Alexander’s pulse didn’t spike. He didn’t tense. The part of him that had spent seven years reading threats in every corner was quiet.

She sat down beside him on the porch swing. The chains creaked. Eli shifted, mumbling something about frogs, and then settled deeper into Alexander’s chest.

“I found this in your jacket pocket two days ago,” Aurora said. “You left it on the hook by the door. You were in the shower.”

“You went through my pockets.”

“I was looking for chapstick.”

“We don’t own chapstick.”

“I was looking for chapstick,” she repeated, “and I found this instead. I’ve been waiting for you to bring it out. But you kept waiting, and I got tired of waiting.”

Alexander looked down at the box. He had bought it four days before the bridge, in a moment of what he could only describe as reckless hope. He had hidden it in the lining of his go-bag, wrapped in a pair of socks, and he had honestly believed that he would never get the chance to open it.

“It’s not a protocol ring,” he said. “No trackers. No kill switch. No data encryption.” He paused. “It’s just a ring. I picked it because I thought you’d like the stone. It’s sapphire. Your eyes catch the light the same way.”

Aurora opened the box. The ring was simple—a thin band of white gold, a deep blue sapphire, two small diamonds on either side. It caught the last of the sunset, sending a shard of blue across her palm.

“It’s beautiful,” she said.

“I was going to do this properly. Dinner. Wine. A speech I’d practiced until it stopped sounding like I was reciting a mission brief.”

“I don’t want a mission brief,” she said. “I want you.”

She held out her hand.

Alexander shifted Eli carefully, repositioning him against the swing’s cushion, then took the ring from the box. His hands were steady. He had expected them to shake, but they didn’t. The metal was warm from the evening air.
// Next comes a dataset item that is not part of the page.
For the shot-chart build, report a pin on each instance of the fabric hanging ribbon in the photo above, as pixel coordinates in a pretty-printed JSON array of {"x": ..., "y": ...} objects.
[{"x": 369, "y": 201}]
He slid it onto her finger. It fit perfectly.

“I can’t promise normal,” he said. “I can’t promise that I’ll stop checking the windows, or that I won’t wake up in the middle of the night and walk the perimeter. I can’t promise that I’ll ever be the kind of man who doesn’t see exits in every room.” He met her eyes. “But I can promise you that I will never stop trying. And I will never, ever let anyone take you or Eli away from me again.”

Aurora looked at the ring for a long moment. Then she looked up at him, and her smile was small and true, the same smile she’d given him on a rooftop in Barcelona, in a hotel room in Prague, on a cold bridge in the middle of the night when she’d told him to come back.

“Yes,” she said.

Alexander kissed her. It was soft, unhurried, the kind of kiss that had nowhere to be and nothing to prove. Eli stirred, blinked sleepily at them, and then his face split into a grin.

“Did you get married?” he asked.

“Not yet,” Aurora said, her forehead resting against Alexander’s. “But soon.”

“Cool.” Eli yawned. “Can I be the ring bearer?”

“You can be whatever you want, buddy.”

Eli nodded, satisfied, and nestled back against his father’s chest. The porch swing creaked gently. The last light bled out of the sky, turning the garden deep blue and silver. Somewhere in the house, the clock ticked. Somewhere in the house, there were no cameras, no listening devices, no hidden threats.

There was only this. The three of them, together, in a garden that they would plant and prune and watch grow, season after season, year after year.

The night settled around them, soft and warm and entirely, blissfully ordinary.

Eli tugged Alexander’s sleeve. “Daddy, read the part again where the knight saves everybody.” Alexander smiled, closing the book. “That part’s over, Eli. Now we get to write the part where they live happily every day.”